How Social Media Is Muddying the Waters for Jobseekers

Net-Temps
Crossroads JobSeeker News

Caution People! How Social Media Is Muddying the Waters for Perfectly Good Jobseekers … and How Companies are Letting it Happen
Invited to an interview, you step into the room and unload that heavy photo album you’ve been clinging to onto the conference table. In addition to a resume and brag book, you have pictures on your iPhone of your dogs and the neighbor’s cat stalking the birds enjoying your new bird feeder. The interview progresses by you opening and flipping through the pages of your album, pointing to your family and friends. You gladly draw the interviewer’s attention to those older pictures taken during your college days … and to the many of your drunk, sleeping positions your friends encapsulated forever through one click of a camera.
Eeerrrk!!!
What? Personal items presented during an interview?
Why not? Isn’t that basically what hiring companies are doing rummaging through your public social media accounts, learning more about you and your online activities?
The next few years are certainly gray, unchartered waters for jobseekers.

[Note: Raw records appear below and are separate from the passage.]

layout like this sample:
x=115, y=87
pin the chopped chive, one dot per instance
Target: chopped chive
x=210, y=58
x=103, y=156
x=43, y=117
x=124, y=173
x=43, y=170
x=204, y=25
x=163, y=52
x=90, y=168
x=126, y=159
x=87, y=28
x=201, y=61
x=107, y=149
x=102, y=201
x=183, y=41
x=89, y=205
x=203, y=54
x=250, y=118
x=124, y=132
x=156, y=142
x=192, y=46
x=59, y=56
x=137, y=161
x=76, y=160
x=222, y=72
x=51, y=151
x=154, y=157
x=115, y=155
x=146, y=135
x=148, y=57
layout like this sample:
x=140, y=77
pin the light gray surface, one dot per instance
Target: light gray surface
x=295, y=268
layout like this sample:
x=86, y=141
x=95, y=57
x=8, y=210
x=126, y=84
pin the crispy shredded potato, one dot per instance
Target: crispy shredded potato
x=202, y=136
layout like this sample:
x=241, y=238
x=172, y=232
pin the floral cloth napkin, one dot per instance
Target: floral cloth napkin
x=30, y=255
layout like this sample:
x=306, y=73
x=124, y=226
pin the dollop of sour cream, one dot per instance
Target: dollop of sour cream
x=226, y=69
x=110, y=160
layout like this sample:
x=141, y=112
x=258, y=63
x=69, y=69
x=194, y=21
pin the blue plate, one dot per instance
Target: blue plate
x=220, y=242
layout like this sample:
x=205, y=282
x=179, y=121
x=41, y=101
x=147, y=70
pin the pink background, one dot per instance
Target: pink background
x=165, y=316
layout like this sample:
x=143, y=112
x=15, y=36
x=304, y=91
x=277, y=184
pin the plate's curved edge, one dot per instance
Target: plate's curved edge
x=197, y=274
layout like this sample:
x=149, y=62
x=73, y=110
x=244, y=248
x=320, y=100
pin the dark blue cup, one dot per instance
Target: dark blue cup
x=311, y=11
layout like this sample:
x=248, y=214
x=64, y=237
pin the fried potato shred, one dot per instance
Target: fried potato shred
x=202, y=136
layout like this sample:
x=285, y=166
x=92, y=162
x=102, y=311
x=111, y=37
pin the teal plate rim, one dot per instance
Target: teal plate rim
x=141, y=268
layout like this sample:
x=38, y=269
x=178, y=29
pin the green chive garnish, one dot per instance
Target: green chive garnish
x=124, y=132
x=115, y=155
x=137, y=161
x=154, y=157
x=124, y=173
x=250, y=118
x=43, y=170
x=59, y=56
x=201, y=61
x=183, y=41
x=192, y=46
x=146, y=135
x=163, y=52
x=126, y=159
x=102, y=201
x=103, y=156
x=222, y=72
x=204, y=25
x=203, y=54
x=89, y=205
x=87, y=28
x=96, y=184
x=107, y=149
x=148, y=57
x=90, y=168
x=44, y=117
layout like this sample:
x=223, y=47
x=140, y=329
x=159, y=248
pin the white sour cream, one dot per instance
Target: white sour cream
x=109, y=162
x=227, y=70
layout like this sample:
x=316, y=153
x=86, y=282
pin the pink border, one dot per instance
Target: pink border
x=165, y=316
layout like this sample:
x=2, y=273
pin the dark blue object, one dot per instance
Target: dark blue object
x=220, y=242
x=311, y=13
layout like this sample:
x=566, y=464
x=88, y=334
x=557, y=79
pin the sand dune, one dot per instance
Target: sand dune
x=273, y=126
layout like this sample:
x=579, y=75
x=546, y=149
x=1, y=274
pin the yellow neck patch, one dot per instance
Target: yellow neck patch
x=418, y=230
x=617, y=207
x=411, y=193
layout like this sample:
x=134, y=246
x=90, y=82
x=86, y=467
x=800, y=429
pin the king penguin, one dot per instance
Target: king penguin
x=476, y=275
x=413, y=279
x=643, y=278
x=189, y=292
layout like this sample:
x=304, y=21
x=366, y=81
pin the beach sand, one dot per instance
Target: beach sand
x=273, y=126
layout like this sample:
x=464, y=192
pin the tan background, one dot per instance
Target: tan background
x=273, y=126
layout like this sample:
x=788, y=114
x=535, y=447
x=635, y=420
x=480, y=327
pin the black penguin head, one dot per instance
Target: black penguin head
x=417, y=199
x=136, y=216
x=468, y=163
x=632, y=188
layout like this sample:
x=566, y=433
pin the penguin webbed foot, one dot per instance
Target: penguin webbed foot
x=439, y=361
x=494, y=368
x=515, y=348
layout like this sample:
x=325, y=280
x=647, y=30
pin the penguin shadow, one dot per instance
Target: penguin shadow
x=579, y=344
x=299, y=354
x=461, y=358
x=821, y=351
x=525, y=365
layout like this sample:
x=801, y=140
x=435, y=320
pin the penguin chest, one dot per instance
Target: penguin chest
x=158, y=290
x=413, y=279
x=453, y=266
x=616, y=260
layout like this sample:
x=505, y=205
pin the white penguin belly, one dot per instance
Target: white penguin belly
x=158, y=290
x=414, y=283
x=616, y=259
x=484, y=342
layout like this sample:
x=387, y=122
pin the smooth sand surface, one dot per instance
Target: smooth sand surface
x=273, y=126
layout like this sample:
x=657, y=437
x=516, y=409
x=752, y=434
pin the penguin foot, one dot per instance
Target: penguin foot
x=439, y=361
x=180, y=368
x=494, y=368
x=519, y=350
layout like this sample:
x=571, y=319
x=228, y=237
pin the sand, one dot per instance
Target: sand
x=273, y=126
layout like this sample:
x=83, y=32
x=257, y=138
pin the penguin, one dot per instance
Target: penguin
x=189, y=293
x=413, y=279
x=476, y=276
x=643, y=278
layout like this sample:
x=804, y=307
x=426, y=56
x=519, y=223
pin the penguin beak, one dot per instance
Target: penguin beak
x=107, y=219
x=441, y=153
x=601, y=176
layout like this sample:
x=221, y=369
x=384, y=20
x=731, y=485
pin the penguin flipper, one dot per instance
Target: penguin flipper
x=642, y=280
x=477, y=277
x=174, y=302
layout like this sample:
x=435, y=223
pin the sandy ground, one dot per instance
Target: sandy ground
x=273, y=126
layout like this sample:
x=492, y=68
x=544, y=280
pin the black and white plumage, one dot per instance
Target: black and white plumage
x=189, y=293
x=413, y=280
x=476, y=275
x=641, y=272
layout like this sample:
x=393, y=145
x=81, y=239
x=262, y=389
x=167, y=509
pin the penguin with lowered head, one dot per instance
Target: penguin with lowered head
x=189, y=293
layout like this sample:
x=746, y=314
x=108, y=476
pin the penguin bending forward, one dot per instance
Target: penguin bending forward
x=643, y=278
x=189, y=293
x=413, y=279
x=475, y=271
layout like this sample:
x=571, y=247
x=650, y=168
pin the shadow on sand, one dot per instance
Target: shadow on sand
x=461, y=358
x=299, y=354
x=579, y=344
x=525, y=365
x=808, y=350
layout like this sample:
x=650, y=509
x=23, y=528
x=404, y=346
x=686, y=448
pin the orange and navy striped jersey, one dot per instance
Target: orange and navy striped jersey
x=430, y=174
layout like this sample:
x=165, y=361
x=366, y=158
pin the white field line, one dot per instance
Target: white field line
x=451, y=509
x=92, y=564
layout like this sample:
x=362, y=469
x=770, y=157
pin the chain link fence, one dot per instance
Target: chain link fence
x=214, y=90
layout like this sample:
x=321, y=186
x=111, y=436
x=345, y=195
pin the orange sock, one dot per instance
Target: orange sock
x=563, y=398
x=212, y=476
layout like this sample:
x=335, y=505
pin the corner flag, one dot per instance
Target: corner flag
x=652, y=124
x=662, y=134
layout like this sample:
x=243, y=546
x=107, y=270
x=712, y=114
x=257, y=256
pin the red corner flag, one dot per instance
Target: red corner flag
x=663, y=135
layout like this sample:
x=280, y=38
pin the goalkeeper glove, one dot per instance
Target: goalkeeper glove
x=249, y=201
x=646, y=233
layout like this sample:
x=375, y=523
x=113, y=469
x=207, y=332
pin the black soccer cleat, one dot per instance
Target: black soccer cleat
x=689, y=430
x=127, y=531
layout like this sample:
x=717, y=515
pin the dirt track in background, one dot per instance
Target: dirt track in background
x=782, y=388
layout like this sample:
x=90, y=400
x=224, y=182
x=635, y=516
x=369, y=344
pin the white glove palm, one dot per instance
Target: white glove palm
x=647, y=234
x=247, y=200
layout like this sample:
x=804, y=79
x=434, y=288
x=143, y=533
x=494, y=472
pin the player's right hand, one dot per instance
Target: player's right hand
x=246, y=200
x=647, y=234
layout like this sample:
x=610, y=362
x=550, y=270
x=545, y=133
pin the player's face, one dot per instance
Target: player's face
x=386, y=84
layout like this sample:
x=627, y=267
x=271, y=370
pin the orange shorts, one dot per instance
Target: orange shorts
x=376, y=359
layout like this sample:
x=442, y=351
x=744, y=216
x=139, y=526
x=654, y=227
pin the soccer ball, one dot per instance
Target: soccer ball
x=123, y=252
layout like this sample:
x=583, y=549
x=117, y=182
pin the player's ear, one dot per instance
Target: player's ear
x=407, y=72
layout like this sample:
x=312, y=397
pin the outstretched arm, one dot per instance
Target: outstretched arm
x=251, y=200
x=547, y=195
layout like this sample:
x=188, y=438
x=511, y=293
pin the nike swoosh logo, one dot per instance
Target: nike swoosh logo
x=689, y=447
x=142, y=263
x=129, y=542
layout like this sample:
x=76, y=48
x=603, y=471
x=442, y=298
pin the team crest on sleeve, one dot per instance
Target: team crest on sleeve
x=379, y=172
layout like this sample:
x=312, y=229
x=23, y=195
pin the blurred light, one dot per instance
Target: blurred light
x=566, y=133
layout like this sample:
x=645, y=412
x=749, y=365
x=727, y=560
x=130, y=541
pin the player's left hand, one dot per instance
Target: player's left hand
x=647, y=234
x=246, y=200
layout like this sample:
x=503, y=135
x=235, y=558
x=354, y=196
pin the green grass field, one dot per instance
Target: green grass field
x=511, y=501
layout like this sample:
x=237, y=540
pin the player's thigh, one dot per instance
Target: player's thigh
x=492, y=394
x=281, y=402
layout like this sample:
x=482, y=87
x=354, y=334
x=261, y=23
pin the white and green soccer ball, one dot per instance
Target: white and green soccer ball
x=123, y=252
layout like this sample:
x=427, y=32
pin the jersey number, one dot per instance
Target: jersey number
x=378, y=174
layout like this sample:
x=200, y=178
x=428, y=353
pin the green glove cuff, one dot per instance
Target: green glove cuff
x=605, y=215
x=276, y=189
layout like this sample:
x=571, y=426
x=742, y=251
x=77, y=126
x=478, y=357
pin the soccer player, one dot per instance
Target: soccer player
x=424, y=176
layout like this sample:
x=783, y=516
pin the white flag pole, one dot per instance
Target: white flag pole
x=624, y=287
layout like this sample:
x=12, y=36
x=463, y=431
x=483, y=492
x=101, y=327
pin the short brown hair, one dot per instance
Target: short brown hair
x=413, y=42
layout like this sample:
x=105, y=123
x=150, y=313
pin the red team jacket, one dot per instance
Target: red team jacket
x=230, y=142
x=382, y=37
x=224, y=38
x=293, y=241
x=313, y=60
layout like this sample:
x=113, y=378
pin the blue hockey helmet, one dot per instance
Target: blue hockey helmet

The issue of whether a person’s personal life and involvement online should have any place in the hiring realm is definitely a topic that will be battled over for years — maybe even decades. Some might unexpectedly find themselves entangled in lawsuits, as privacy experts grow increasingly concerned that disqualifying a candidate based on information gained online can introduce certain forms of discrimination into the hiring process.
Jobseekers have every right to be concerned about protecting their online identities from prying eyes, but where should the line be drawn? Employers shouldn’t be given uninhibited access to a jobseeker’s private life, should they?
Interestingly, a recent study released at Microsoft’s 4th Annual Data Privacy Day identified that 70% of those surveyed in the US indicated they had disqualified a candidate based on online information.